In my blog I’ve linked four websites that reference her work:

http://www.ghostcity.com/

http://aminima.net/wp/?p=492&language=en

http://contactzones.cit.cornell.edu/artists/zellen.html

http://iowareview.uiowa.edu/TIRW/TIRW_Archive/tirweb/feature/zellen/index.html#

The site Ghost City started in 1997 and completed in 2005. It started as a hyperlink and continued as a work in progress, as technology evolved so did her web site. In Zellen’s own words, “Ghost City serves as an archive for all my web based work as well as a place for experimentation.”

Jody Zellen designed ‘Ghost City’ which is a website that presents a maze of multiple changing scenes of an imaginary city. “...A city of fragments, a memory, a ghost of reality, a ghost city.” She calls this net art “an interactive urban environment” and she thinks of her web space as a sculptural space. Viewers participate by interacting with the animated graphics allowing them to “sculpt” different views of city life. Each animated image is a link to a different part of the city. The opening web picture is a square divided into twenty-five individual squares against a black border. The nine center squares each contain a letter against a solid colored background that spells out Ghost City, and the center square has one letter that continually alternates, and also spells Ghost City, one letter at a time. The sixteen colorful border squares each flash and shift pictures of city scenes. To enter the city, you can click on any square and suddenly you are in a complex network of visual, textual, and sometimes auditory stimulus, a city environment. “The viewer is a wanderer through the city either moving forward or backward, discovering new spaces in the city.”
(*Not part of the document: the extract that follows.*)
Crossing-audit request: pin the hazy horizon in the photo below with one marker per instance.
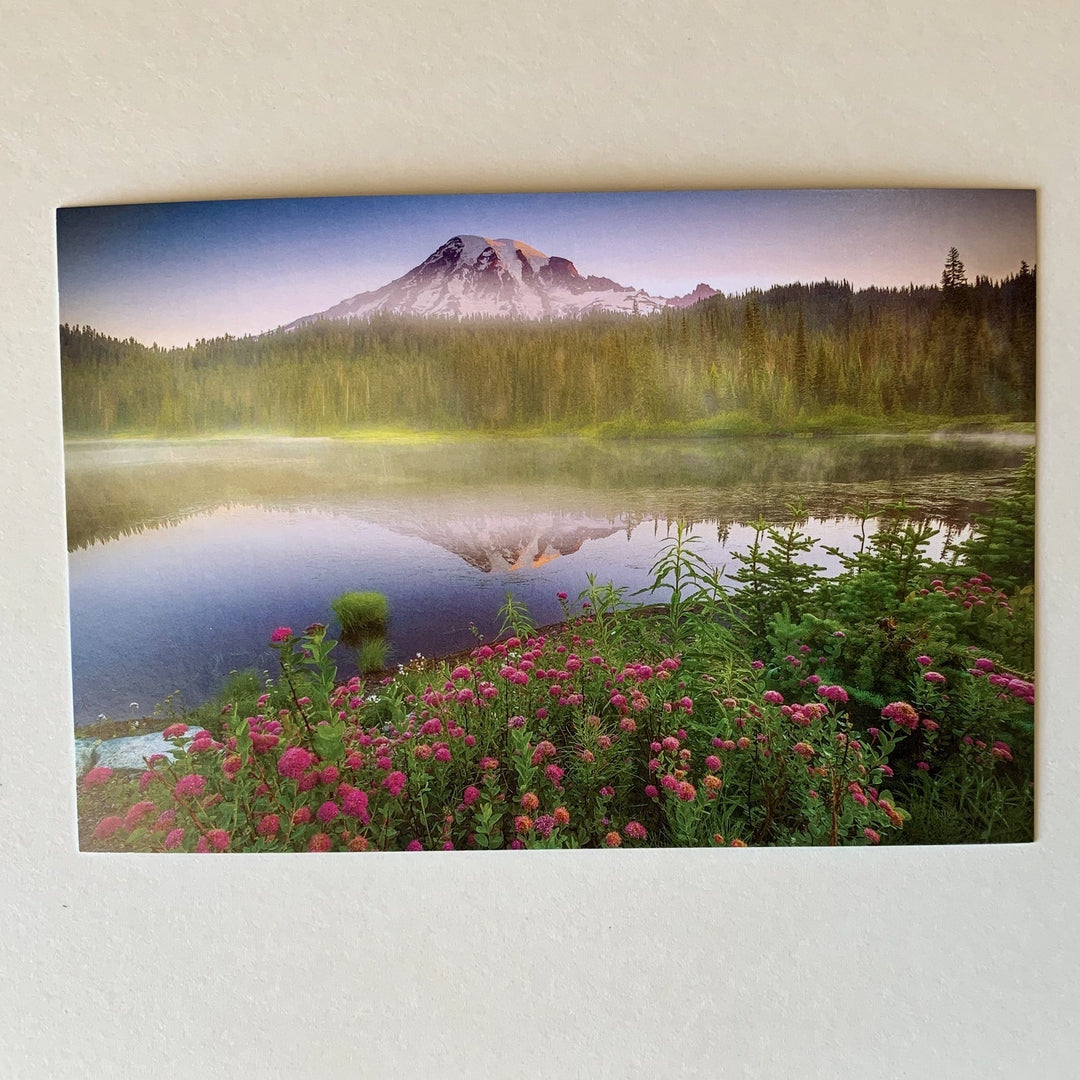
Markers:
(174, 272)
Zellen’s theme is a narrative about being immersed in a city environment; the memories, feelings, smells, sights, tastes, sounds, both past and present. When entering her imaginary city one is immediately sensory bombarded and in constant movement. These are some of the stylistic and consistent feelings Ghost City evoked in me while navigating: congestion, colorful, intriguing, creative, noisy, claustrophobic, frustration, alienated by the energy, frenetic, overwhelming, smelly, smoky, bus fumes, conversation, honking, bodies, pushing, opportunities, laughter, crying, joy, sadness, ringing cell phones, and blinking lights. This is a very in depth net art piece, it envelopes you as you click deeper, you dig deeper into the heart and fragmented history of Ghost City; windows of images of old buildings, signage, cars, and clothes pop up and disappear. Simultaneously, pictures and text of the present contrast pictures and text of the past.
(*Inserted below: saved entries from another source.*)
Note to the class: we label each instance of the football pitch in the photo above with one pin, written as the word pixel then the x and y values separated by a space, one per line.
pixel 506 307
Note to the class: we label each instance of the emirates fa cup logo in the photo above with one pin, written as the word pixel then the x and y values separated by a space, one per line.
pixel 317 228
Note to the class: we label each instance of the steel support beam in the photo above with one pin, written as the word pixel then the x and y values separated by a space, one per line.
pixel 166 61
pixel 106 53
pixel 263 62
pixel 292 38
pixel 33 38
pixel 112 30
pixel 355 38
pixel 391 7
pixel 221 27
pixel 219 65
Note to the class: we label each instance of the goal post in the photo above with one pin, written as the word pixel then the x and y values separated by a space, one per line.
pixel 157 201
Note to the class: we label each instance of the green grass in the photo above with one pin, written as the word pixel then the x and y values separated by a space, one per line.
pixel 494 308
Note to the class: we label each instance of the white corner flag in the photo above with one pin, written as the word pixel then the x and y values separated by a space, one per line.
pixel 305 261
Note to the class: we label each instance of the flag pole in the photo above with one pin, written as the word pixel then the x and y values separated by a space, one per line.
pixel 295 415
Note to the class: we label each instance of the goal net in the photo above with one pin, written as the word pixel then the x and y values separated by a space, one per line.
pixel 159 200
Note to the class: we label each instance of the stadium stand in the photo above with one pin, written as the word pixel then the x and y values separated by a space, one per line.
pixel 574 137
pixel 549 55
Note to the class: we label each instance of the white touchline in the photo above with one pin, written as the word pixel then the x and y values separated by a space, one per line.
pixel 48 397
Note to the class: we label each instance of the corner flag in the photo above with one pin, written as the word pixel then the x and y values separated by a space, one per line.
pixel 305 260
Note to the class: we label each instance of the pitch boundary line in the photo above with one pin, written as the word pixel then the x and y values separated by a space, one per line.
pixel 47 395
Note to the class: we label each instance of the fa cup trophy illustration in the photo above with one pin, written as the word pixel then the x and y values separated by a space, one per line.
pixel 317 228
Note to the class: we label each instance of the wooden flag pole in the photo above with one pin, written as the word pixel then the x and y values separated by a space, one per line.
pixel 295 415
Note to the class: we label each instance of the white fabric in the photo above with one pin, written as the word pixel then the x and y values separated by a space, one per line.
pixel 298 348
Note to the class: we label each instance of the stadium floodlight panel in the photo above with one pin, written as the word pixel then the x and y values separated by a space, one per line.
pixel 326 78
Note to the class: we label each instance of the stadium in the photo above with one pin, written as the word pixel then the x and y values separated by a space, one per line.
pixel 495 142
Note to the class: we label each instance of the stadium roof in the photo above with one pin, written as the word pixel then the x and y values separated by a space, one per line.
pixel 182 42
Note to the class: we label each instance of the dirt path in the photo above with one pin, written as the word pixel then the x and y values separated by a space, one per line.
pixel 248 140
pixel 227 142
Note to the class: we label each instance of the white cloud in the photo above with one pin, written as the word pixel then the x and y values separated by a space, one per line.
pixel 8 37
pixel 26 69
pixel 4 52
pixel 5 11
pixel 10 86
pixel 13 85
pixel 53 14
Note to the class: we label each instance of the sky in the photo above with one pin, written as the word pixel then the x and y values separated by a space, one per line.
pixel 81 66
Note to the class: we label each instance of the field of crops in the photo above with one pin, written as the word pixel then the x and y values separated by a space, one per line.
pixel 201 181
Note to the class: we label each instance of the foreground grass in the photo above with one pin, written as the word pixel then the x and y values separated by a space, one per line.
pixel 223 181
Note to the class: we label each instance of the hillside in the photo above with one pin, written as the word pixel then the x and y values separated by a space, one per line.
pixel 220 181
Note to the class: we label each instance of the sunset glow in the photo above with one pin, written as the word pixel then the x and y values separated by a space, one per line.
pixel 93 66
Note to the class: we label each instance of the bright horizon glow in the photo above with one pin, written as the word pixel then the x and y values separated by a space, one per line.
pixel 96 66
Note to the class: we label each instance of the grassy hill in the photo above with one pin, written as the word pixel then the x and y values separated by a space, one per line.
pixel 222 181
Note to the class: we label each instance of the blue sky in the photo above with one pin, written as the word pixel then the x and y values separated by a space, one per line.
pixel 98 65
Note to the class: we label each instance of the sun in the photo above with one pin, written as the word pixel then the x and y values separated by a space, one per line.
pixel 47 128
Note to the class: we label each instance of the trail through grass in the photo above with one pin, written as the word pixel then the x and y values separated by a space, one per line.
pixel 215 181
It really stimulates your memory of what one feels like in the midst of a city. I like Ghost City a lot, but I don’t like big cities in general so I have somewhat of a negative reaction to this digital immersion. On the other hand, there are many people who can’t live without the chaos and tempo of an urban environment and they would be right at home in Ghost City. It’s also stylistically consistent because you are always in the confines of an urban environment. Cities are all about growth and expansion and Ghost city as a good example of this process.
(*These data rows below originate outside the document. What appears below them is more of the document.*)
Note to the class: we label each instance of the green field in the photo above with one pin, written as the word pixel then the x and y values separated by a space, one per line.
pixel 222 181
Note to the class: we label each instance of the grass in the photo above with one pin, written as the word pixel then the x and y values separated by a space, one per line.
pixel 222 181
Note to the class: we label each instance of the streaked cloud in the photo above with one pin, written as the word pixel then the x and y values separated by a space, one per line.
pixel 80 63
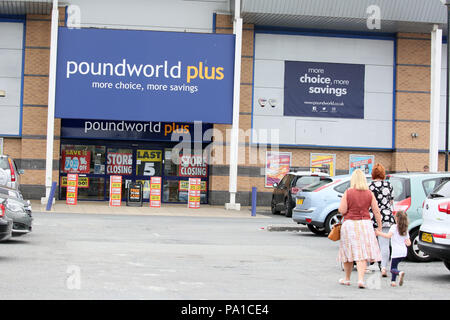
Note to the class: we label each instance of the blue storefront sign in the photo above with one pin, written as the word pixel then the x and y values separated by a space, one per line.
pixel 133 130
pixel 144 76
pixel 318 89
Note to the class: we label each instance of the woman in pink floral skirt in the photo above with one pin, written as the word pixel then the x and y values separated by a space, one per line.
pixel 358 240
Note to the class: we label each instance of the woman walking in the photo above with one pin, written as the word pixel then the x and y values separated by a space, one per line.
pixel 384 193
pixel 358 241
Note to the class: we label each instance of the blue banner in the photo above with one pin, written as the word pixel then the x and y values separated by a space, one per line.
pixel 131 130
pixel 144 75
pixel 318 89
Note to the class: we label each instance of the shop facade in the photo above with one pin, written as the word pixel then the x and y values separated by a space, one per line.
pixel 179 56
pixel 107 149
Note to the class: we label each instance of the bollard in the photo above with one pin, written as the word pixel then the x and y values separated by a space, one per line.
pixel 50 197
pixel 254 194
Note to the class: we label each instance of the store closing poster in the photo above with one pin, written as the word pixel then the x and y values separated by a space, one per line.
pixel 318 89
pixel 363 162
pixel 278 165
pixel 326 163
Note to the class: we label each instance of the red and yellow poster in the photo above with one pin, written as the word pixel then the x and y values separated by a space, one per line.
pixel 324 162
pixel 115 191
pixel 155 192
pixel 72 189
pixel 76 161
pixel 119 163
pixel 194 193
pixel 83 182
pixel 184 186
pixel 278 165
pixel 193 166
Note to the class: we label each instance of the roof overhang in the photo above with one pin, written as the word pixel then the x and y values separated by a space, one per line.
pixel 416 16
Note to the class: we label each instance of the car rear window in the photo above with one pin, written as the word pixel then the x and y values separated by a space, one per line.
pixel 4 163
pixel 306 180
pixel 443 190
pixel 317 184
pixel 342 187
pixel 401 188
pixel 430 184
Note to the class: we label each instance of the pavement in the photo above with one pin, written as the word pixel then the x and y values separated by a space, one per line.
pixel 102 207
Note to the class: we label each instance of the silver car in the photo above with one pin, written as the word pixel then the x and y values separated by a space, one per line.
pixel 17 209
pixel 9 174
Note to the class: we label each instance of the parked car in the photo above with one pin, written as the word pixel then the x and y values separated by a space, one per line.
pixel 292 182
pixel 9 174
pixel 5 223
pixel 434 233
pixel 410 191
pixel 317 204
pixel 17 209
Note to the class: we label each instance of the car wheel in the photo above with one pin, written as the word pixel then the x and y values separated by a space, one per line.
pixel 333 218
pixel 273 208
pixel 447 264
pixel 288 206
pixel 316 230
pixel 414 253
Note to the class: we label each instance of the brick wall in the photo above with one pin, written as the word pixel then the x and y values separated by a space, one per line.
pixel 30 150
pixel 412 116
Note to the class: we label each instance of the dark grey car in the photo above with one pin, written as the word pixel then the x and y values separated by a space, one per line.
pixel 5 223
pixel 17 209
Zellen’s work is valuable because it is an example of the changeability and evolution seen in a specific art piece over an extended period of time, which is a distinctive element of digital art. Ghost City is technologically innovative, as digital art advanced, so did her work. In a contemporary arts context, it is important that this work appear on the internet because it’s a very creative forum that one can utilize to interact with “a city” via the web. The digital medium is actually unique and a very artistic way to experience and explore an art piece. Obviously, you can’t interact with a painting or sculpture of a city in the same way you can on- line.